Europe

Findings of European Survey on Anti-Semitism are “Frightening”

A leading scholar of the Holocaust termed the results of a recent survey of anti-Semitism in Europe “frightening,” CNN reported Tuesday.

Deborah Lipstadt, a professor of history at Emory University and author of numerous books on the Holocaust, assessed the results of the poll of more than 7,000 Europeans in seven nations conducted on behalf of CNN.

Reacting to findings from the survey showing that more than 25% of those surveyed from the United Kingdom, France, Germany, Poland, Hungary, Austria, and Sweden, believed that Jews had too much influence in business and that nearly one in four believed that Jews had too much influence in wars around the world, Lipstadt said, “it is imperative to note that anti-Semitism constitutes a conspiracy theory, i.e. an irrational evidence-free perspective that attributes to all Jews — irrespective of their location, status, age, nationality, world view — the same qualities and stereotypes.” She added, “Anti-Semitism makes as much sense as attributing to all left-handed people or all blonds similar attributes and behaviors.”
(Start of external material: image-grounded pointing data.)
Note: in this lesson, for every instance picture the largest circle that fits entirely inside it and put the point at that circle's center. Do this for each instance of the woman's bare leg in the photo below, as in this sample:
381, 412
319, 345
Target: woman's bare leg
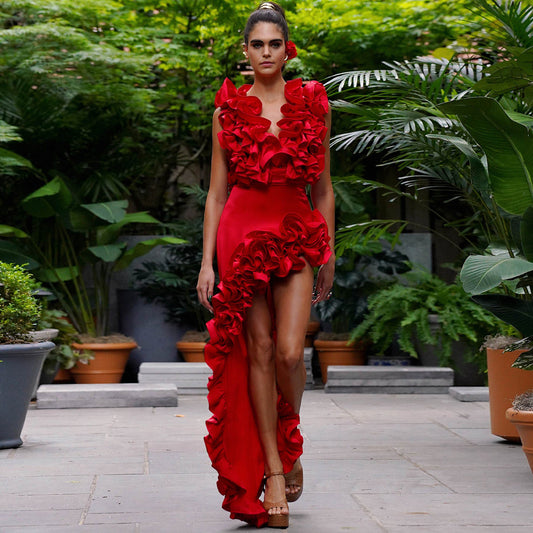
264, 394
292, 301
The poll also found that one-third of those surveyed said that they “knew just a little or nothing at all about the Holocaust,” according to CNN.

Lipstadt found this result disturbing, saying, “This is not something that should so easily be forgotten. It should be something about which Europeans should still be grappling. Not because of guilt — today’s Europeans are clearly not guilty of anything — but in terms of the society within which they live.”

Some European officials expressed an interest in fighting the scourge of anti-Semitism.

Felix Klein, who was appointed in April to be the first German official in charge of fighting anti-Semitism, responded to the survey by saying that he would recommend that other European nations establish a position similar to his. He added that the European Union has urged all member states to adopt the International Holocaust Remembrance Alliance’s definition of anti-Semitism as another step in fighting anti-Semitism.

Klein noted that Germany adopted the IHRA definition in 2017, but that “our biggest challenge, however, will be to change the views people hold about Jews.” He explained further, “This is a task for all of us, and for the sake of society as a whole — because anti-Semitism is a threat for any democratic, open society.”

Other findings of the survey include that one-third of those surveyed believed that criticism of Israel is often motivated by anti-Semitism, while one-fifth did not. On the other hand, one-third of those surveyed believed that Israel used the Holocaust to justify its behavior, with one-fifth of those surveyed disagreeing. In Poland, one half of those polled believed that Israel used the Holocaust to justify its actions.

Also, one-third of the Europeans said that the charge of anti-Semitism is used by Jews to shut down criticism of Israel. One in ten of those surveyed disagreed.

A spokesman for CRIF, a French Jewish communal organization, told CNN that the results of the poll demonstrated that anti-Semitism is “evolving as a multiform disease.”

According to the poll, while 48% of those surveyed believed that anti-Semitism is a growing problem in France, 29% know little or nothing about the Holocaust and 24% believe that Jews have too much influence over international affairs.

In response, the spokesman said, “It is astounding to read that substantial minorities blame Israel or Jews themselves for anti-Semitism.”